Bush is widely disliked in Mexico, which opposed the invasion of Iraq and watched with frustration as the United States tightened border controls and postponed action on promised immigration reform after Sept. 11, 2001.
During the weekend, protesters set up a Day of the Dead display with an anti-Bush theme outside the U.S. Embassy. They spelled out “Peace — Stop Bush” with flowers on the sidewalk. Signs saying “Embassy of Death” and pictures of prisoner abuse in Iraq hung from the security barrier in front of the building.
Mexican President Vicente Fox congratulated Bush on Wednesday in a written statement issued during a visit to Panama, but he urged the American president to get moving on immigration reform. He also invited Bush to attend a meeting Monday and Tuesday aimed at reviving binational efforts.
At an election-night reception, U.S. Ambassador Tony Garza said immigration reform is still a goal.
U.S. rules aimed at immigrants remain the most important issue to most Mexicans. Arizona’s Proposition 200, which requires people to present proof of their citizenship when registering to vote and applying for public services, is widely seen as anti-Mexican.
The Mexican foreign ministry issued a statement criticizing the measure and hinted at legal action, saying it would work with Proposition 200 opponents “in order to follow up on the process by which the corresponding legal institutions could review the constitutionality of the proposition.”
“The Mexican government regrets that the proposition passed and expresses its complete opposition to the measure, as it discriminates against individuals based on their ethnic profile and limits their access to basic health and education services,” the ministry said in a written statement. “The measure does not help to address the challenges presented by migration between Mexico and Arizona.”
Many Mexicans said they are afraid it signals a bigger backlash against immigrants.
“It worries me a lot, those people are the working class up there and they deserve to be treated better,” said Roberto Aragón Figueroa, 38, a building manager.
A few, however, empathized with Americans’ efforts to crack down on undocumented immigrants.
“It’s better that way. Let (the Mexicans) come back to their country,” said Alfredo Martínez Espinoza, a 39-year-old teacher in an adult-education program.
“The immigrants always want things easy. The ones that go there, what are they going to do?
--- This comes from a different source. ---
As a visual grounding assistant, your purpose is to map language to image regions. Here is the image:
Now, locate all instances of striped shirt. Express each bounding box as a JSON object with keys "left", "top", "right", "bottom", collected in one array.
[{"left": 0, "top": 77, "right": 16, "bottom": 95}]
Sell hamburgers, take care of children? Well, you can do that here, too. There’s work here.”
Some, too, were hopeful that Bush will make good on promises of immigration reform in his second term.
“Think of all the people who die because they’re trying to get to the United States illegally,” said Rocio Maldonado, 61, a retired secretary. “I heard on the radio that he is promising something to help them. If he does, that would be a good thing.”